In a significant announcement today, Google introduced the experimental Gemini 2.5 Pro model, specifically designed for Advanced subscribers and developers. This release marks another pivotal mid-year update in Google's ongoing commitment to enhancing its AI capabilities. The entire Gemini 2.5 family, including future iterations, is engineered as "thinking models" that can reason through their responses, leading to improved performance and accuracy.
Google emphasizes that it is integrating advanced thinking capabilities directly into all of its models, enabling them to tackle more intricate problems and support context-aware agents. Unlike the previous version, Gemini 2.0 Flash Thinking, which was first revealed in December and updated recently, the "Thinking" label is no longer explicitly attached. Users can still opt to "Show thinking" in the Gemini app to view the model's reasoning process.
In the realm of artificial intelligence, a system's capacity for reasoning extends beyond mere classification and prediction. It involves analyzing information, drawing logical conclusions, incorporating context and nuance, and making informed decisions. The Gemini 2.5 model enhances performance by combining a significantly upgraded base model with improved post-training capabilities.
The Gemini 2.5 Pro, codenamed "nebula," is the inaugural model in this new family, specifically tailored for complex tasks. Google highlights its impressive performance, noting that it leads the LMArena leaderboard, which assesses human preferences, by a substantial margin. The model excels in various benchmarks, including math (AIME 2025) and science (GPQA diamond), achieving remarkable scores without relying on costly test-time techniques such as majority voting.
Moreover, Gemini 2.5 Pro has scored an exceptional 18.8% on Humanity’s Last Exam, a dataset crafted by hundreds of experts to assess the human frontier of knowledge and reasoning. This model also focuses on advanced coding capabilities, achieving a significant leap over its predecessor, Gemini 2.0, with more enhancements expected in the future.
According to Google, Gemini 2.5 Pro excels at generating visually compelling web applications and agentic code applications, as well as code transformation and editing.
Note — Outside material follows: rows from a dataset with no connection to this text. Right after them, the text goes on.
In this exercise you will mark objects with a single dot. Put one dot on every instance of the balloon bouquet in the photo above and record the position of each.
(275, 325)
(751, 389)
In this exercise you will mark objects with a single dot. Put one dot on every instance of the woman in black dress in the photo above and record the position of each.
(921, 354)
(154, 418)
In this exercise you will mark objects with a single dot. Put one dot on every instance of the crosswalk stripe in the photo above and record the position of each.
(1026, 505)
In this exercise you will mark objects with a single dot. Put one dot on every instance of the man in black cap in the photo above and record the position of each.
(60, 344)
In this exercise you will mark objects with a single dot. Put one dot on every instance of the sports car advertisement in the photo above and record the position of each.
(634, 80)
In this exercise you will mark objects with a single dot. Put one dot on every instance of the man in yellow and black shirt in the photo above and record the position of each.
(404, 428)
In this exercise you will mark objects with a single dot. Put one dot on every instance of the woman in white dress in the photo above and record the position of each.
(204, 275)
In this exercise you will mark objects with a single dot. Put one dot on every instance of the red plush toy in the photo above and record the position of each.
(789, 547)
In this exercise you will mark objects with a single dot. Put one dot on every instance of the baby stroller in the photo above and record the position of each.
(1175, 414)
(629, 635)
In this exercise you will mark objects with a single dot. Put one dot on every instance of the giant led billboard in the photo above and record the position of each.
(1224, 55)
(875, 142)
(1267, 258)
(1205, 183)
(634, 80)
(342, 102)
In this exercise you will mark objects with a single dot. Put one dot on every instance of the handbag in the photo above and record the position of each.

In terms of standardized evaluations, it scored 63.8% on the SWE-Bench Verified benchmark, which is recognized as the industry standard for agentic code evaluations.
In addition to its native multimodality, the Gemini 2.5 Pro boasts a remarkable 1 million token context window, with plans to expand to 2 million tokens soon. This capability allows it to process vast datasets and address complex problems from various information sources, including text, audio, images, video, and entire code repositories.
The experimental Gemini 2.5 Pro is currently rolling out to Gemini Advanced users and the Google AI Studio, with the Vertex AI platform expected to follow suit in the coming weeks. Google is also set to announce pricing shortly, allowing users to access Gemini 2.5 Pro with higher rate limits tailored for scaled production use.